Department of Politics, Languages & International Studies

Sexual Violence against Men (in conflict)

Professor Marysia Zalewski, Professor of International Relations, University of Cardiff

3 November 2016

Marysia Zalewski

Marysia Zalewski presents to the cluster



The incidence of sexual violence in conflict is clearly most typically associated with that perpetrated on women. Though traditionally understood to be inevitable, of late (relatively) the tools of feminist theory have been used to demonstrate the political character of this kind of violence. In the context of international security, one of the most familiar renditions of this is the 'rape as a weapon of war' argument. Conversely, the incidence of sexual violence against men, although also a very familiar violent practice in conflict over many centuries has received far less attention – regularly 'relegated to a footnote'. More recently however, robust calls have been made to raise the issue of sexual violence against men nearer to the top of international security agendas, or at least to level out the 'gendered attention' to this form of violence. Is this a simple question of 'gender inclusion'? Men are a 'gender too' after all. Yet if, as decades of theorising has shown, gender works hierarchically, what impact might the 'levelling out' of gendered attention to this manner of violence have? In this paper Professor Marysia Zalewski unpacked these questions to consider what we can learn about the relationship between gender, power and international security.

About the speaker

Marysia Zalewski is Professor of International Relations at Cardiff University.
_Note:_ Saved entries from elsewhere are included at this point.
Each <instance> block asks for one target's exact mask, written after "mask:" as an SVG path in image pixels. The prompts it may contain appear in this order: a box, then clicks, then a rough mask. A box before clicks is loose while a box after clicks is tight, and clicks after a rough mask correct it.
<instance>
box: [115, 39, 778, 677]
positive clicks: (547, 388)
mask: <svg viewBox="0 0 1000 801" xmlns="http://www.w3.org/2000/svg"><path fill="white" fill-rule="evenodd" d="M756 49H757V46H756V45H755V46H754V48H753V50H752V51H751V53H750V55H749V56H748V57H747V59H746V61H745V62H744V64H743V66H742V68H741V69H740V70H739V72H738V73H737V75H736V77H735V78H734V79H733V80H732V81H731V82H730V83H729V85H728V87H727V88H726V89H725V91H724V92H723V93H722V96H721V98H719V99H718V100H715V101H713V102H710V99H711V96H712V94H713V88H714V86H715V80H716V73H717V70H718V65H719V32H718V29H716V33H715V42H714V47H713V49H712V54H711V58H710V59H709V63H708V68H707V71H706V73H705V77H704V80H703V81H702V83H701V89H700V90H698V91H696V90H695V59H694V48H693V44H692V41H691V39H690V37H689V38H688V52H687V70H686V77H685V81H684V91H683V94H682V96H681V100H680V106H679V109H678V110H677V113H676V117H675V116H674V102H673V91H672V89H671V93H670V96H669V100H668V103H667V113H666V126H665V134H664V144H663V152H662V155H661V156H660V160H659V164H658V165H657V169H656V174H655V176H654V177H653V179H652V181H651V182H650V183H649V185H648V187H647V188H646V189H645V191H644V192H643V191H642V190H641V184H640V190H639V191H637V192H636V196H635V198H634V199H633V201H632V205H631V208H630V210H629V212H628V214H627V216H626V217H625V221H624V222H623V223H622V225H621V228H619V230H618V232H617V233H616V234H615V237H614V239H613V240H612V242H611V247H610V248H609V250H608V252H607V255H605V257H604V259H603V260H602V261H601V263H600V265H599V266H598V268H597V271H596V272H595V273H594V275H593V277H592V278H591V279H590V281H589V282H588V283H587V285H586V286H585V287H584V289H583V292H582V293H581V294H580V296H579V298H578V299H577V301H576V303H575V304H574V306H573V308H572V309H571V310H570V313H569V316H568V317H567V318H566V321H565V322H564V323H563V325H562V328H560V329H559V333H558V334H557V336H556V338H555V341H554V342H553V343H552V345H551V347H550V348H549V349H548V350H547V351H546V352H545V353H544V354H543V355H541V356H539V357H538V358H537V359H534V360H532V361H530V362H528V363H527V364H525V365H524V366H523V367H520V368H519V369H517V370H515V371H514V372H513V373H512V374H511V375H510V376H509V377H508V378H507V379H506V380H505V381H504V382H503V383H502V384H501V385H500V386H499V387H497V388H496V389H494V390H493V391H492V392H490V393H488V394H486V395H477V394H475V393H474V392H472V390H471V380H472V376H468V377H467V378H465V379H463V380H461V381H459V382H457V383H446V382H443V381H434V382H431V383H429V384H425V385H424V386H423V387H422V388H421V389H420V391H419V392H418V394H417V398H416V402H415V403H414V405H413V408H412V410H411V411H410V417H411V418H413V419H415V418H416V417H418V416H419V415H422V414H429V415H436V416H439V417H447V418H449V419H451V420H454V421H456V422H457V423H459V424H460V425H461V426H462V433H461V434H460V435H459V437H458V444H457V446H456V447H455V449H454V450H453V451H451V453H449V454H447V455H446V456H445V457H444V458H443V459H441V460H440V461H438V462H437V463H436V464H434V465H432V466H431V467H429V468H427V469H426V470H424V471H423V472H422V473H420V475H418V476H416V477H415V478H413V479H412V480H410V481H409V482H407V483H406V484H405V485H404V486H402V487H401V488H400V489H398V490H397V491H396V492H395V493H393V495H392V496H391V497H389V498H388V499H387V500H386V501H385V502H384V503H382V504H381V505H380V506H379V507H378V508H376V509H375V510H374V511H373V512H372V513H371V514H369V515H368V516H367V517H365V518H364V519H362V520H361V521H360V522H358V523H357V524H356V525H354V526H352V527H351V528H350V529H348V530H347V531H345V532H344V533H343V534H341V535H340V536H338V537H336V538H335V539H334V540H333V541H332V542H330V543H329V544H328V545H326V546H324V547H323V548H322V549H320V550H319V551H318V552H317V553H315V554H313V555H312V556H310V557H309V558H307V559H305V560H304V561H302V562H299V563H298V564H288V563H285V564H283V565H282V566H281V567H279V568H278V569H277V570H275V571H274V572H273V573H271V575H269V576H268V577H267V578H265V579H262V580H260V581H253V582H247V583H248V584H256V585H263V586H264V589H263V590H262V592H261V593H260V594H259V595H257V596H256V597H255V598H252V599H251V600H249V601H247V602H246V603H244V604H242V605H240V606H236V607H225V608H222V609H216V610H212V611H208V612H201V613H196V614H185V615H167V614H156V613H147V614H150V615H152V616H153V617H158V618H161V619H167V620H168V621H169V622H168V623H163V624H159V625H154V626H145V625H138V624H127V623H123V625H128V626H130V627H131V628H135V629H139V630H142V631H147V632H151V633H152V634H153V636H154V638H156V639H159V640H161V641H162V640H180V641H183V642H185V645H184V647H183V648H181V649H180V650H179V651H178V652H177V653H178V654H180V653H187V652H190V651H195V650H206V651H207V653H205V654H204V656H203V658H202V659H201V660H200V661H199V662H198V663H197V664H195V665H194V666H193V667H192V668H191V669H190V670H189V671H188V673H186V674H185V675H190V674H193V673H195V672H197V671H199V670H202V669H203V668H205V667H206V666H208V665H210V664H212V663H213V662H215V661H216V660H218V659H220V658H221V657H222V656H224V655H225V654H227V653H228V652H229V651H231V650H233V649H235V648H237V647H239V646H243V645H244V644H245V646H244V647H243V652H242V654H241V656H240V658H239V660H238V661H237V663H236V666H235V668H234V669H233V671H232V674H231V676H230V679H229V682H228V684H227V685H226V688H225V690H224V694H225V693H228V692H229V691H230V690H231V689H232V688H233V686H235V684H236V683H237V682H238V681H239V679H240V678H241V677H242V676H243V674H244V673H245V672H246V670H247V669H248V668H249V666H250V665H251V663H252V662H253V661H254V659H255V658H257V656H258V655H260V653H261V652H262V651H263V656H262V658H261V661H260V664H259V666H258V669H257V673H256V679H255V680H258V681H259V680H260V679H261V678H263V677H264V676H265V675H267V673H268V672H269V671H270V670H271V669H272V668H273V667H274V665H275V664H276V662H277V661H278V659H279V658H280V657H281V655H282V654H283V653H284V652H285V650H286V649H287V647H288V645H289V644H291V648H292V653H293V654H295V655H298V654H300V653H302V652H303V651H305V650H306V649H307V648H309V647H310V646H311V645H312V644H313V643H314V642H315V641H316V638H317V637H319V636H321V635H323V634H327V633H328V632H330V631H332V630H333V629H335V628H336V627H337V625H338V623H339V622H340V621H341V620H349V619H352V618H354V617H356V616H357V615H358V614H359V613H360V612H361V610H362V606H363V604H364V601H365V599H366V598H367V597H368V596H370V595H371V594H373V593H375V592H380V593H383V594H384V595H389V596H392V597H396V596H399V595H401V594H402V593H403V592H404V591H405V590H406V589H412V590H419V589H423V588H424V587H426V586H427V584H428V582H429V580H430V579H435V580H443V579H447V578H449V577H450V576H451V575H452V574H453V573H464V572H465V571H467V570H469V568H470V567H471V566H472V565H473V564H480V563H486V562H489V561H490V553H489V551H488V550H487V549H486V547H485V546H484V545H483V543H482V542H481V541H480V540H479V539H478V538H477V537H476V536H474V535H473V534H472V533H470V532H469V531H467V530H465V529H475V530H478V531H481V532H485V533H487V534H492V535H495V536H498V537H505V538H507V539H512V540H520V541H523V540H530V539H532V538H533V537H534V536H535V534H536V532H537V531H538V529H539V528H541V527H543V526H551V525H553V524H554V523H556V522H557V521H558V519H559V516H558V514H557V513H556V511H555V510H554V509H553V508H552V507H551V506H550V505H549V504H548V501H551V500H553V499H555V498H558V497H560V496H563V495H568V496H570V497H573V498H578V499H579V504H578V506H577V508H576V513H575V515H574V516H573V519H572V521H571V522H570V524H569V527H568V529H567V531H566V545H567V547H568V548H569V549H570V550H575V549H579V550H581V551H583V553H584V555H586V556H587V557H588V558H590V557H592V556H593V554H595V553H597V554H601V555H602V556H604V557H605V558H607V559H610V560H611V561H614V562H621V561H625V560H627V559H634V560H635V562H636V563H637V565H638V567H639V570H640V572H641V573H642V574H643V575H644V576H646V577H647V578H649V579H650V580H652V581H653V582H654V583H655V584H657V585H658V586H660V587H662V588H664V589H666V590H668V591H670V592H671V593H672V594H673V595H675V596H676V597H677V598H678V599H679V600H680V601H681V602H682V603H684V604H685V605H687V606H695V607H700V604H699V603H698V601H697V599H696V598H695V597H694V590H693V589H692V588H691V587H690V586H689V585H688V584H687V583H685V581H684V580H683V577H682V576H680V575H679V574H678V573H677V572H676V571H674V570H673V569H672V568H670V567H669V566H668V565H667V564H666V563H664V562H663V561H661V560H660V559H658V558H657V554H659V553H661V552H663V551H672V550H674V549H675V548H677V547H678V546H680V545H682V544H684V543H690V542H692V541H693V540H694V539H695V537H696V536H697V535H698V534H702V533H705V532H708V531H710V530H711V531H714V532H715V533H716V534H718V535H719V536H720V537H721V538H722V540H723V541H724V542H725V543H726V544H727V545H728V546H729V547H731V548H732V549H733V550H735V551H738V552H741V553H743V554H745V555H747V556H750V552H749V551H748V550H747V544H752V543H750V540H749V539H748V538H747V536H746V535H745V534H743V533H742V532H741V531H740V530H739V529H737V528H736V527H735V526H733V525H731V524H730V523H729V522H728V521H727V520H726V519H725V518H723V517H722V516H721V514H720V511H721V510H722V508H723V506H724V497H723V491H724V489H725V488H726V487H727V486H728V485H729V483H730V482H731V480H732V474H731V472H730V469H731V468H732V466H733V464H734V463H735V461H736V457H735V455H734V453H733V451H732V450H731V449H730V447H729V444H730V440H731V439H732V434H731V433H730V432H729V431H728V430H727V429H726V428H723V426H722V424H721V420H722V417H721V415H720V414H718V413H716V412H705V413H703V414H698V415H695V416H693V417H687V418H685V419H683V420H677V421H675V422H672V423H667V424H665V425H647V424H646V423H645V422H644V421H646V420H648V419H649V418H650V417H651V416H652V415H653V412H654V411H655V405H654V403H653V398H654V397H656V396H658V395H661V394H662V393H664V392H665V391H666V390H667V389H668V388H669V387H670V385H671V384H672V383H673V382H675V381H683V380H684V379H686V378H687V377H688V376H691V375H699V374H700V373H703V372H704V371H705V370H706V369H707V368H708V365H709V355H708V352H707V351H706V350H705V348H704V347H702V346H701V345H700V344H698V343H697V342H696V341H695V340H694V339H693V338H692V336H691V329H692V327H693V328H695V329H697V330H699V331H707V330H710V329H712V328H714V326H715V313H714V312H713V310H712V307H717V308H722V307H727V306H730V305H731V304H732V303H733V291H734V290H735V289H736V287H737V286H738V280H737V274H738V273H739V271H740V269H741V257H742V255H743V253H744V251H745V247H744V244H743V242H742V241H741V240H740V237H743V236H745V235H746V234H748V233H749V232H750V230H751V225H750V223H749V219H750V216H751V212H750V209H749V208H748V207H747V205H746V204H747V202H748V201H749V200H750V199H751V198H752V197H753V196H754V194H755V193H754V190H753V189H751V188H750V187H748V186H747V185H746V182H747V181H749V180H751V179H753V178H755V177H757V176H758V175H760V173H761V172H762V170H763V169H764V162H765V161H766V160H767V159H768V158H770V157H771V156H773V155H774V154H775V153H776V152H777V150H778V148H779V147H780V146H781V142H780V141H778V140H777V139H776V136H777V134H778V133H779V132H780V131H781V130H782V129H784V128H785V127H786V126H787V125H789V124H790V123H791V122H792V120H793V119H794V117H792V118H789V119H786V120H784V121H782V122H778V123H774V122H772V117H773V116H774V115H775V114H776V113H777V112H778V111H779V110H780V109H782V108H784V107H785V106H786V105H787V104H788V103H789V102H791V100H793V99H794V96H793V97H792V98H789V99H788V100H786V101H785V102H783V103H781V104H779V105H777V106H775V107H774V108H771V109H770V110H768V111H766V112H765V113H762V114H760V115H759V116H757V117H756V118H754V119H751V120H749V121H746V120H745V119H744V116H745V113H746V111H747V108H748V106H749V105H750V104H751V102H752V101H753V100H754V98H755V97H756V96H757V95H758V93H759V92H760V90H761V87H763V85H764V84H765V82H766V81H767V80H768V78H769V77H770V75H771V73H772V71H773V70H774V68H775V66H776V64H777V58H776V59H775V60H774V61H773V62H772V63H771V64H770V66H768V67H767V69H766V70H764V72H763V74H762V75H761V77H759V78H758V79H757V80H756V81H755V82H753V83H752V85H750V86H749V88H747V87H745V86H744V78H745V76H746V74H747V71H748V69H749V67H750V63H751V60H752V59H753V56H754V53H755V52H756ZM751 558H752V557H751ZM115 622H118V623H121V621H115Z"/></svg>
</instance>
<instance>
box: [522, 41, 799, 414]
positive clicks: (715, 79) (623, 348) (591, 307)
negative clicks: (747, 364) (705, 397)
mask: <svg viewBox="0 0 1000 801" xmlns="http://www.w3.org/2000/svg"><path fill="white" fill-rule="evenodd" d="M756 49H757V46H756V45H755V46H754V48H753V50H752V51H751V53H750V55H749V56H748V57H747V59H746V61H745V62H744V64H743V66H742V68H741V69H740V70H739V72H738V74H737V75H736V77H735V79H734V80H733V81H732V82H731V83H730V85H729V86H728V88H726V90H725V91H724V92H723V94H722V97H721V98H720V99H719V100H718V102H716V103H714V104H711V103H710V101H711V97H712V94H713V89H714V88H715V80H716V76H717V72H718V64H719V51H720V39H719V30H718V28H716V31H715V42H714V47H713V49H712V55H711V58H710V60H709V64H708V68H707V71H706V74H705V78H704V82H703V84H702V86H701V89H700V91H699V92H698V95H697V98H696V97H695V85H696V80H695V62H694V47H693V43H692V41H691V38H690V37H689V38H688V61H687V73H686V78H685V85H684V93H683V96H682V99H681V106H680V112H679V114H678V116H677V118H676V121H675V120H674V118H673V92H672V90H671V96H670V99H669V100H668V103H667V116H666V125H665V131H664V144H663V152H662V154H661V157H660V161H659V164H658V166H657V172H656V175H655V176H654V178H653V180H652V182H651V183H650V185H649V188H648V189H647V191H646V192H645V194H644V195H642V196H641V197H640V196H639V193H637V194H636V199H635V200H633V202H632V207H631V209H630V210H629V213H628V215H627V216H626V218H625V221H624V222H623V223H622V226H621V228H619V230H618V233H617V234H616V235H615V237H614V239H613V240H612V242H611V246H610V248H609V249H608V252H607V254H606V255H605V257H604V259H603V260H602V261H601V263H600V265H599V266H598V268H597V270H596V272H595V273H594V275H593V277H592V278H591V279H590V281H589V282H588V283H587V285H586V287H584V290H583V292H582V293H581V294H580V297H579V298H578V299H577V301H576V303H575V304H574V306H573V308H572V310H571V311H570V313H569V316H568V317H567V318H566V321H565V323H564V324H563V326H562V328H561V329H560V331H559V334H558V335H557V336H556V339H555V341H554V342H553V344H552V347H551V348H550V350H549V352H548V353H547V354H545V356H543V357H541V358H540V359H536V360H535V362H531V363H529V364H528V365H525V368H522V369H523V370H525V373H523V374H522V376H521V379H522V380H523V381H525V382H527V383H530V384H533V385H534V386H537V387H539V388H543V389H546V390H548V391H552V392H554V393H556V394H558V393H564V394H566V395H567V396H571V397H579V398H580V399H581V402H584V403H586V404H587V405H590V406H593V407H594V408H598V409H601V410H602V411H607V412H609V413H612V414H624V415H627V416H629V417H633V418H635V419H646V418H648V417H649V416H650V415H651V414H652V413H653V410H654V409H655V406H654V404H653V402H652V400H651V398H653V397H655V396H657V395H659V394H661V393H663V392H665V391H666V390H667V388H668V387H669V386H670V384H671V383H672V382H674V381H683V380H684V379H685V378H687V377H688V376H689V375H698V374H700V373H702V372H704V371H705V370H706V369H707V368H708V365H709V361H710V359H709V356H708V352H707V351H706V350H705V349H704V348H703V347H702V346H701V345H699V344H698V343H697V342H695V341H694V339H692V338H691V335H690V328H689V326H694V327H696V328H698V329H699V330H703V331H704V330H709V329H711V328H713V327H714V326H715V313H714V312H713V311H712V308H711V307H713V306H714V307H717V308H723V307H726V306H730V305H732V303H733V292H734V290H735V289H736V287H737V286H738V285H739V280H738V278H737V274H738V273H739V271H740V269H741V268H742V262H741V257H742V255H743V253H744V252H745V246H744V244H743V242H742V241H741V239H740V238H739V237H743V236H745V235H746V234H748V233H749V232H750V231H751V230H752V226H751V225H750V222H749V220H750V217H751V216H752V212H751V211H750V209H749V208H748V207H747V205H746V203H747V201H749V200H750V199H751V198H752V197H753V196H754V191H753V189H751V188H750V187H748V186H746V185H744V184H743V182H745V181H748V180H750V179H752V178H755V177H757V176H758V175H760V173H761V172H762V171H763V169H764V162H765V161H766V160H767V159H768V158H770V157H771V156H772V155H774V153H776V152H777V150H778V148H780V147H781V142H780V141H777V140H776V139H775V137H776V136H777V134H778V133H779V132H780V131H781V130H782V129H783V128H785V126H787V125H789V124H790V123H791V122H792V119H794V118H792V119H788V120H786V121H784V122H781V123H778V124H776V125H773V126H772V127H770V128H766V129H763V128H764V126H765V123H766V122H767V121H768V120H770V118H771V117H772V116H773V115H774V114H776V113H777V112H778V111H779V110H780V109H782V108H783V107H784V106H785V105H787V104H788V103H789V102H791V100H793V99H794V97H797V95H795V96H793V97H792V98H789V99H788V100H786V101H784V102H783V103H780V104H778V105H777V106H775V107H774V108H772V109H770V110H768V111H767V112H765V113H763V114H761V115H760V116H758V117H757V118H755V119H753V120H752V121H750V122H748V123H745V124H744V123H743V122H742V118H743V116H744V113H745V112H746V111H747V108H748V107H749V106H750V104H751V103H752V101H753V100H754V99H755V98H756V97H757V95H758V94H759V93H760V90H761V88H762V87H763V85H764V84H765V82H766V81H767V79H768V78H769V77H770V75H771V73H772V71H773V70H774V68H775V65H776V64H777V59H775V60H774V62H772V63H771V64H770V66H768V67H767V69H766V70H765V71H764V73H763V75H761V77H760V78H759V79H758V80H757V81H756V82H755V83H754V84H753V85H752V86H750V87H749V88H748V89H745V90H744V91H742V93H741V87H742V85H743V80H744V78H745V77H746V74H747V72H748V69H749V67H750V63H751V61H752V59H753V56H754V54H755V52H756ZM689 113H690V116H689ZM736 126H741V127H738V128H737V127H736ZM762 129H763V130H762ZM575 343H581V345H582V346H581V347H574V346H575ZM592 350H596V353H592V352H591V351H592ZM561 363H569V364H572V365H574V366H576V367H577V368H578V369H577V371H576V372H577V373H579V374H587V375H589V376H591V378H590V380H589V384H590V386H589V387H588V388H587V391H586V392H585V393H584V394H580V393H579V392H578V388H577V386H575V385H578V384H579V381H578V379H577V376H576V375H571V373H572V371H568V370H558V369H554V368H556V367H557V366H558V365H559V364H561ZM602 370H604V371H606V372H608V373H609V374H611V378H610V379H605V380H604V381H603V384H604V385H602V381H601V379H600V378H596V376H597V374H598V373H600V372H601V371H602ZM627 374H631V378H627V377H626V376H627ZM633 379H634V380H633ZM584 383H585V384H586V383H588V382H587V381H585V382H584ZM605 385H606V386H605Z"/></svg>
Her research focuses on feminist enquiry and she is currently working on critical projects on sexual violence against men, the future of sexual violence, sexed violence and terrorism, performance and knowledge production in international politics and creative writing in IR. Key publications include her 2013 book Feminist International Relations: Exquisite Corpse (Routledge), the ‘Man Question’ books (with Jane Parpart) and a range of essays including most recently those co-authored with Maria Stern (‘ Feminist Fatigue(s): reflections on feminism and familiar fables of militarization’ The Review of International Studies, 2009) and Anne Sisson Runyan (‘Taking Feminist Violence Seriously in Feminist International Relations’ International Feminist Journal of Politics, 2013 and ‘Unthinking sexual violence in a neoliberal age of spectacular terror’, Critical Studies on Terrorism, 2015).